Bailarina

Bailava. Assim parecia ser feliz nos anos tenros de sua vida. Para si, para seus pais, irmãos, avós, tios e primos. E nos seus passos, ligeiros e precisos, não se enxergava, deslumbrada com um mundo que parecia existir para admirar. Preciosos, como eram os desejos e as esperanças que toda família sobre ela fazia repousar, seus movimentos eram bênçãos espargidas com alegria, na inconsciência de viver para ser adorada, sem ter visto sequer um reflexo em calmo espelho d’água.

Mas o tempo, esse inimigo da perfeição, que traga cada momento, depositando-o no passado e alterando a percepção de quem rememora, não se fez cúmplice. E aquela, cujo nome conduz felicidade, que não se olhava, percebeu que o corpo mudou. E lembrar do que foi, do que passou e viveu, ganhou significado, algo até então desapercebido.

Continuou a bailar, mas já com passos amplos, movimentos de maior alcance. Prestava atenção, buscava espelho, se enxergava, notava imperfeições que ninguém reparava. Os desejos mudaram, promessas surgiram, um constante peso sobre as esperanças familiares. Não era criança. A beleza dos atos infantis dando lugar ao sorriso adolescente, com a pureza dos lábios ainda intocados.

Um sentimento e um vazio, afirmação e negação em idêntico espaço, como se não coubessem em seu exasperado coração. O contraditório evolver das emoções de uma vida que já não quer ser esperança, mas realizar. A incerteza de continuar ou desviar, indicativos de perseverar ou recomeçar. Como recomeçar, sem as forças que a idade e a experiência não legaram? Como perseverar quem não enxerga a contra esquina? Arrojar-se, desprovida de certezas, é a licença que possui a juventude e que a autoestima afirma ser madura.
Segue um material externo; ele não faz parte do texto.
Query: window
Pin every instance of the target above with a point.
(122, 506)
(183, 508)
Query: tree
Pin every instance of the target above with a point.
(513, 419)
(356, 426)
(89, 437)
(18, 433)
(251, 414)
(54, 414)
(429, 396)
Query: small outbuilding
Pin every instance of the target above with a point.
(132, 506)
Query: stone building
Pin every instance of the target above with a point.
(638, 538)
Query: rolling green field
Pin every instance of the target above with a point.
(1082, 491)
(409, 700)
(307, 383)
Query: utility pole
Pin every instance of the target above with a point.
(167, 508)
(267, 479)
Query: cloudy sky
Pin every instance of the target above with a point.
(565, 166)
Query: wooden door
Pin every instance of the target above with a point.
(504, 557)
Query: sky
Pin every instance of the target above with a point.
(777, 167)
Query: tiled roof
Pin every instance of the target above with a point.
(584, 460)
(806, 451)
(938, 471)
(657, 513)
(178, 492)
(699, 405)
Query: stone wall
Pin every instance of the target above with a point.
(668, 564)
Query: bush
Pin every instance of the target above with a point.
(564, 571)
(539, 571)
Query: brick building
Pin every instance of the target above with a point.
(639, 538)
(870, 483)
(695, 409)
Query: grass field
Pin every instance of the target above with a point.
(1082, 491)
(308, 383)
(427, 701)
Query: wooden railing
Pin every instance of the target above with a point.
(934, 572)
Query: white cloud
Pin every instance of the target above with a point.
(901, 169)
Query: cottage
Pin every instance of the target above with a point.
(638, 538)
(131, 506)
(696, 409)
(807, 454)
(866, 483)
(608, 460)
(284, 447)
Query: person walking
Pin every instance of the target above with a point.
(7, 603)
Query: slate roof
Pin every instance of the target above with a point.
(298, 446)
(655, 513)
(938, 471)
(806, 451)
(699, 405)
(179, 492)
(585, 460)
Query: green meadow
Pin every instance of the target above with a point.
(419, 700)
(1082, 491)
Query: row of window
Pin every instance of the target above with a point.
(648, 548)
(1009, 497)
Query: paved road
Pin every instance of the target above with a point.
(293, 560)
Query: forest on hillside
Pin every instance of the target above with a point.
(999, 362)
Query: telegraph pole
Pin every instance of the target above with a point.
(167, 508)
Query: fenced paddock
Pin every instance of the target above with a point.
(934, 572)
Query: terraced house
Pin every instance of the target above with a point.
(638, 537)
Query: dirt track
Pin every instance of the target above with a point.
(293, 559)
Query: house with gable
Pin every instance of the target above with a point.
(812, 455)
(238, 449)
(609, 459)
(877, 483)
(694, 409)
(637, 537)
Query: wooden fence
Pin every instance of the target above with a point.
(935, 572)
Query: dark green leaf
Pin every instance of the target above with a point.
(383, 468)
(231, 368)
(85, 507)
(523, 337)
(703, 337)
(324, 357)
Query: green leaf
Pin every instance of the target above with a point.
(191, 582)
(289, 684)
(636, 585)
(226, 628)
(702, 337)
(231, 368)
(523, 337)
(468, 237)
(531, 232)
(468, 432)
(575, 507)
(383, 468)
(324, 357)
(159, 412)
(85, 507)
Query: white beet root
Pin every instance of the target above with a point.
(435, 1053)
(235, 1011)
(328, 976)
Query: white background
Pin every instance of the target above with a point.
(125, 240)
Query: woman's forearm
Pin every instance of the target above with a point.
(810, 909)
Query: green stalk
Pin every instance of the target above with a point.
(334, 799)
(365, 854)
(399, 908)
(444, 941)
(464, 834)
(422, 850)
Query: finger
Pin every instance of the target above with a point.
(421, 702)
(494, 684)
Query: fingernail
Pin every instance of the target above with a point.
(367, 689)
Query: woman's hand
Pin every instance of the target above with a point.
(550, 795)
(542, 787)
Novo começo, novo retorno, nova vida que deslumbra; será que compreende a imensidão à sua frente? Não enxerga a contra esquina, mas deduz.

Continua a luzir, mas não sabe quem capta suas ondas. Adulta, não se acomoda, nem se estima, apenas corre para não lembrar, para deixar signos e significados guardados com sua infância. Versos tristes de Florbela Espanca, de sonetos com que se identifica:

Quem me dera encontrar o verso puro,

O verso altivo e forte, estranho e duro,

Que dissesse, a chorar, isto que sinto!!

Tornar ao sentido da vida é enxergar-se em nova vida. Restituir aos seus o direito de contemplar e abençoar, não pelo que há de ser. Esquecer o que um dia foi promessa. E é Florbela quem novamente consola o coração feminino que sente e não diz, o sorriso que não trai o que a alma padece, o desejo que derrama em jarros:

Ó mulher! Como és fraca e como és forte!

Como sabes ser doce e desgraçada!

Como sabes fingir quando em teu peito

A tua alma se estorce amargurada!

 

Quantas morrem saudosas duma imagem

Adorada que amaram doidamente!

Quantas e quantas almas endoidecem

Enquanto a boca ri alegremente!

E libertar-se nos versos de um poema que aprendeu bailar. E bailando vai, a escrever com seu corpo outros versos de signo e significado que só quem conhece a chave de ler saberá entender.